Dragon’s Dogma 2 changed how I look at fast travel in video games

An Arisen and its Pawns look over Verworth in Dragon's Dogma 2.
Capcom

I never had reason to give much thought to fast travel in games before starting Dragon’s Dogma 2. In most open-world games that include the feature, the only requirement for accessing it is reaching points of interest. Once players do so, they are generally free to zip from point to point around the map with little to no inconvenience. That isn’t how Dragon’s Dogma 2 operates — fast travel is based around a limited currency called Ferrystones — and it has completely changed my mindset on the mechanic as a whole.
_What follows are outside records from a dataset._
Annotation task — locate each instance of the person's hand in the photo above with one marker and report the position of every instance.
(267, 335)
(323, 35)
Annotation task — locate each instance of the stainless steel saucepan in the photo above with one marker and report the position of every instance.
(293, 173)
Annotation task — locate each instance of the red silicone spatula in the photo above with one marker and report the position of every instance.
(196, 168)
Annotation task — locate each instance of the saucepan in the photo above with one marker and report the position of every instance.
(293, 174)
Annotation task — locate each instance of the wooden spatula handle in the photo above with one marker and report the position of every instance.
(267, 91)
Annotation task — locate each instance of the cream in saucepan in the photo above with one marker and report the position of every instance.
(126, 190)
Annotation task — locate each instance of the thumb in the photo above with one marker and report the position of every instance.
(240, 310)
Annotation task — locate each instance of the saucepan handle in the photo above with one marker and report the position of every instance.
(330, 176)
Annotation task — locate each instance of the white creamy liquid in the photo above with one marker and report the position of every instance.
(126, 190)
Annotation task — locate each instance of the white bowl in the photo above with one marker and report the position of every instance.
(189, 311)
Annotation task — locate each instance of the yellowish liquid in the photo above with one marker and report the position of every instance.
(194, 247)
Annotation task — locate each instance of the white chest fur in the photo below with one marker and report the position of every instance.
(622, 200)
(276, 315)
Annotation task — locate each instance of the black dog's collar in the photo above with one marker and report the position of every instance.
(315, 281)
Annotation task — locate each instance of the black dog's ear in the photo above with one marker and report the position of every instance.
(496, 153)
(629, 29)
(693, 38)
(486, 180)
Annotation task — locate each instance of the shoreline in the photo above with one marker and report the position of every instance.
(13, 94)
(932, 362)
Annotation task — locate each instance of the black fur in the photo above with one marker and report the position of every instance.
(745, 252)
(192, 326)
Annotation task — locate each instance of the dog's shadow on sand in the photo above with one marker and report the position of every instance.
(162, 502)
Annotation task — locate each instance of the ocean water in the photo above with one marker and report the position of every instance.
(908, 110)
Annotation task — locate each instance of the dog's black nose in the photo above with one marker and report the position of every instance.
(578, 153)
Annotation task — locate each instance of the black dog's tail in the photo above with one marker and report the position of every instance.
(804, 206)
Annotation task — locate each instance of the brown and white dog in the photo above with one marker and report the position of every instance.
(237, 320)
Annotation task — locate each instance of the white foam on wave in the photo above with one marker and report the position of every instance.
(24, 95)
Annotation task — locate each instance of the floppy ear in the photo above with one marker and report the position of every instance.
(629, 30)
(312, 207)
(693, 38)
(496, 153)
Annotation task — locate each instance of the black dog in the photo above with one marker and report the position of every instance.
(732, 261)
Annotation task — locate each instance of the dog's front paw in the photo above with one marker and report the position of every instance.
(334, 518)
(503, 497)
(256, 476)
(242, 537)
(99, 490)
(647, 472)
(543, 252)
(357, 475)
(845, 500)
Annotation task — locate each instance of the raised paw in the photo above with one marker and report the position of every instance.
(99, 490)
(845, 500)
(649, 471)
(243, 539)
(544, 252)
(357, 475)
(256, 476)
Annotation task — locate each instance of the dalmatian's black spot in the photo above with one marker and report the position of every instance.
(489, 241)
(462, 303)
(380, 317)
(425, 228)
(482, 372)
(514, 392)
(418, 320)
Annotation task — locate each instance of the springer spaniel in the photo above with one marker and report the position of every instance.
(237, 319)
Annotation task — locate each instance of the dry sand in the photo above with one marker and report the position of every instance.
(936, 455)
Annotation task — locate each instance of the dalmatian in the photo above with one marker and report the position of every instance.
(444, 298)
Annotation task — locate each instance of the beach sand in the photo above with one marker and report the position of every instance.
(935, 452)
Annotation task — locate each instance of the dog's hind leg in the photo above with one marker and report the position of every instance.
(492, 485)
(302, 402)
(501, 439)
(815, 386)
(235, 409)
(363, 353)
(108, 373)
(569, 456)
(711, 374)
There was a bit of buzz about how fast travel would be implemented prior to the game’s release. “Just give it a try. Travel is boring? That’s not true. It’s only an issue because your game is boring. All you have to do is make travel fun,” game director Hideaki Itsuno stated when speaking to IGN about Capcom’s limited approach to fast travel in Dragon’s Dogma 2. While I don’t fully agree with that statement, I’ll admit that Capcom didn’t just make travel fun in Dragon’s Dogma 2 — it made it terrifying.

Slow and steady

I didn’t even find the requisite item to fast travel until several hours into my playthrough, but by then, my mindset around navigating the world had been established. My first few adventures in Dragon’s Dogma 2 felt somewhat similar to my first Souls game in the sense that I fell into the trap of approaching it like a more traditional open-world RPG to disastrous results. My initial big mistake was underestimating nighttime.

An archer fires a shot at a dragon in Dragon's Dogma 2.
Capcom

I had ample opportunities during an early long journey to stop and make camp for the night, but I felt no need. My health was fine, no enemy had posed much of a threat thus far, and I had my lantern to guide my way. My tune quickly changed when a hulking monster stumbled from the shadows that had obscured it until it was mere feet away. While my pawns and I put up a valiant fight, one bad move cost me my life, and I was shoved back to my last autosave. It took four more deaths in a similar fashion before I learned my lesson and licked my wounds at a camp to wait for dawn.

Of course, travel isn’t just packed with danger. You can hardly run for a full minute without one of your pawns pointing out a strange location, remarking that there’s something to gather or offering to take you on a little diversion to a cave they know about. You could come across a tower with some loot or a caravan under attack by goblins, only for a Griffin to swoop down from the sky without warning. Unless you’re stubbornly set on mainlining your adventure, no two trips will be the same if you let yourself enjoy the journey itself. This is just one of many ways Dragon’s Dogma 2 demanded that I take its world seriously if I wanted to survive.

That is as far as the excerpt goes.